A round-up of RTPI blogs: 2 February-1 March, 2019

Developer contributions: a zero sum game?

When considering how to spend developer contributions, we must acknowledge that without further reform we face a zero sum game. More funding for affordable housing means less for the other things communities need...

By Tom Kenny, policy officer at the RTPI

Planners need actions now to shape better environmental planning post-Brexit

Brexit has presented the UK with all manner of thorny problems, not least the conundrum of what becomes of the significant body of EU environmental legislation, and the consequences for planning.

Research commissioned by the RTPI examines how the relationship between EU environmental legislation and the planning systems of the UK should evolve and improve, post Brexit. The sooner we face up to these issues the better because key aspects of domestic Brexit-driven environmental legislation are being formed now...

By Richard Cowell, professor of environmental policy and planning at Cardiff University

Tackling poverty is about making places work better for people

The currently fractious debates around Brexit prompted me to think again about the issues that compelled people to vote to leave the EU in June 2016.

In part, the Brexit vote is symptomatic of the collective failure to invest adequately and fairly in places. Concerns over housing, public services, jobs, migration, social cohesion, and the sense of marginalisation that were writ large in communities up and down the country were pushed to the fore of public debate...

By Stephen Hincks, reader at the department of urban studies and planning of the University of Sheffield

Is there place for market housing on rural exception sites?

The housing crisis consists of a series of inter-related problems - a failure to deliver enough housing, housing that is beyond the means of many people, and increasing homelessness.

It is easy to imagine these problems as principally urban ones, but they are also present in our rural communities, although they can be less visible and consequently attract less political attention...

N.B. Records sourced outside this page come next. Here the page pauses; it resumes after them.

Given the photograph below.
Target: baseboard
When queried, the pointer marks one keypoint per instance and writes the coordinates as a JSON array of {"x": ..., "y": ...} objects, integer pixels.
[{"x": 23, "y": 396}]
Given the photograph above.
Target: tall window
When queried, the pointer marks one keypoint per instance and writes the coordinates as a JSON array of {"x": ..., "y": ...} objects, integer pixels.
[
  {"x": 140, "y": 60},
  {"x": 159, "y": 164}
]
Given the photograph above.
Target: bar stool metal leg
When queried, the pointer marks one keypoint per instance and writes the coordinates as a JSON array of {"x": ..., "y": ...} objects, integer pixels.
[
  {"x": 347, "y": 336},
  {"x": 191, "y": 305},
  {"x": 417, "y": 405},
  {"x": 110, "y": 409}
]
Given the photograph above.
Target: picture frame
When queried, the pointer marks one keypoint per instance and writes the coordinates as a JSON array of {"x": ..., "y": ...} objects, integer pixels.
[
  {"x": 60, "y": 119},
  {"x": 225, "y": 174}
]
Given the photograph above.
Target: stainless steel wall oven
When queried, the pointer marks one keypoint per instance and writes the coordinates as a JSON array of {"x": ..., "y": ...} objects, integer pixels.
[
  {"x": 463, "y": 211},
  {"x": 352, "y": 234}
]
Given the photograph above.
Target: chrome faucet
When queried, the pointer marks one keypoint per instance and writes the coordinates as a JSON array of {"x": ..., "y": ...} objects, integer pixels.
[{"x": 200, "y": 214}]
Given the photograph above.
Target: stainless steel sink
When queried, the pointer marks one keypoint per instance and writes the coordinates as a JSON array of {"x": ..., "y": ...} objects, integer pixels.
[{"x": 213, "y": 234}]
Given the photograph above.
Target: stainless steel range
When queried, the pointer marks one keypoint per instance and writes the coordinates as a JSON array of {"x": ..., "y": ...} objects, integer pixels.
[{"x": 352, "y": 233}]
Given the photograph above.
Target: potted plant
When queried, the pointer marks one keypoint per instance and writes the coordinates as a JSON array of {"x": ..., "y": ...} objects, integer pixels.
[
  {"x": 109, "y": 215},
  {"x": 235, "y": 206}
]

By Neil Harris MRTPI, an academic in the School of Geography and Planning at Cardiff University

Learning to love our ancient woodlands

Did you know that only two percent of the UK is covered by ancient woodland?

This is the land that has been continuously wooded since 1600 (the definition is different for Scotland) and is the last living link to the wildwood that covered the country after the last Ice Age. It has a heritage value that rivals our most precious historic buildings and monuments...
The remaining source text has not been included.